To protect this focus, there are some things this church doesn’t do. It doesn’t do divorce recovery groups or job skills training or literacy classes—there are other nearby churches that provide these ministries. It doesn’t send money to missionaries in France or support preaching training in the South Pacific. It doesn’t offer correspondence courses or build houses for the poor or host a daycare in its facility. These are all good works and worthy of support. And all are part of the ministry efforts of other churches in the area. But these good and worthy efforts are not given emphasis in this church … they don’t fall within this congregation’s understanding of its God-given mission. These other missions—good as they are—are not allowed to compete with the church’s primary mission and dilute the church’s focus.

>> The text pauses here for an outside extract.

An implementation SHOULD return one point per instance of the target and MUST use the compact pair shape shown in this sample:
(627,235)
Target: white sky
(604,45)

And what if you want to join this church but you don’t have a medical background? Welcome! But this church won’t start a new ministry initiative just to gain your membership. It will ask you to identify skills and gifts that can contribute to the goals and focus the church has already set. If you have a marketing skill set, use it to publicize the free clinic downtown. If you have construction or project management abilities, use them to plan the Guatemala mission trip and set up facilities for examinations and minor surgery. If children are your thing, find a way to work with the kids who come to the inner-city clinic.

This overriding sense of mission can build ministry consensus in a church. We don’t have competing ministries … we have various means of furthering the same end. We don’t have ministry “siloes,” functionally separate from each other, and independently staffed, budgeted, and operated. We have “aligned” ministries, focused on the same goal, cooperating with each other (supporting and enhancing each other) to accomplish God-given business. And ministries do not take on a life of their own … they have continued purpose and life to the degree that the help the church achieve the mission God has given it to do.